As the fluid circulates in the vestibular system, your brain uses the information to determine orientation. That’s what provides you with a sense of equilibrium.

A feeling of dizziness and vertigo can be the result if signals from your ears are distorted or disrupted. The same range of inherent causes of hearing loss frequently are also responsible for disrupting the balance signals that your brain receives from the vestibular system.

Particular causes of balance loss

Exactly what kinds of hearing loss can trigger balance issues is something that researchers have been working to figure out. Both balance and hearing can be affected by some conditions. Some of those causes include the following conditions:

  • Meniere’s Disease: This condition impacts the inner ear. Symptoms include outbreaks of hearing loss and dizziness. Over time this condition normally gets worse.
  • Labrynthitis: When the labyrinth of the inner ear gets an infection this condition happens. The ear will lose its ability to hear and create equilibrium when the labyrinth becomes swollen. Treatment often involves steroids or other medications. Symptoms go away once the inflammation of the inner ear goes down.

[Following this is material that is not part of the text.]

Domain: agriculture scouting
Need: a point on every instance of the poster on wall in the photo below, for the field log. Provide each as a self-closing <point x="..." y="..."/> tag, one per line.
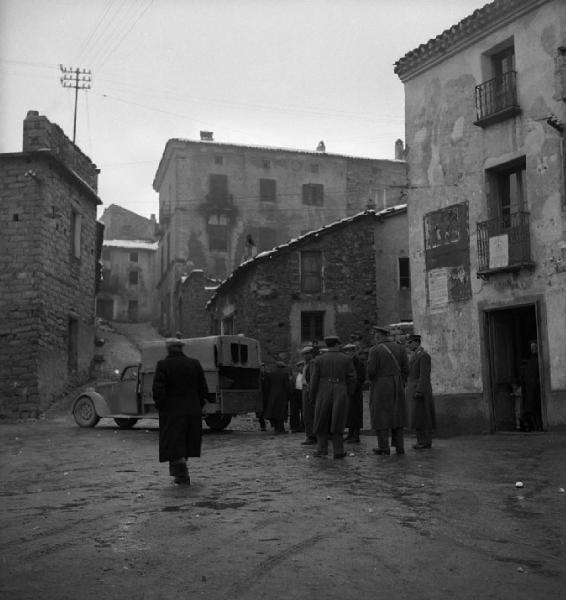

Obviously, there are other causes of balance problems that aren’t related to hearing loss. One condition, for instance, that can result in dizziness and vertigo but typically not hearing loss is BPPV (Benign Paroxysmal Positional Vertigo).

What are the symptoms of a balance condition?

Though hearing loss can be a common presentation, not every balance disorder affects your hearing. Most often, balance condition symptoms include dizziness and vertigo. Nausea, vision problems, and the sense of “floating” can also happen.

You should consult us about possible treatments if you have any of these symptoms.

How does hearing loss raise fall risk?

That hearing and balance are closely linked does not seem in dispute. But the exact nature of that connection is still a bit uncertain. For example, the connection between hearing loss and falls doesn’t clarify the reason for that relationship.

Here are some possible links between hearing loss and the risk of taking a tumble:

  • Diminished situational awareness: Being oriented to what’s happening in physical reality is mainly carried out by your ears. With untreated hearing loss, you may be less likely to notice a tripping hazard right around the corner (a family pet, for example).
  • Isolation: Hearing loss has long been linked to an increase in social isolation. You may be alone with no one to call for help or help you get up if you fall. This can significantly increase your danger of serious injury in the case of a fall.
  • Cognitive drain and fatigue: Those with hearing loss often note a significant increase in fatigue. This is mainly because hearing loss forces your brain to work harder to hear. The additional cognitive energy needed to process sound can be fatiguing. Falls are more likely with this fatigue and mental drain.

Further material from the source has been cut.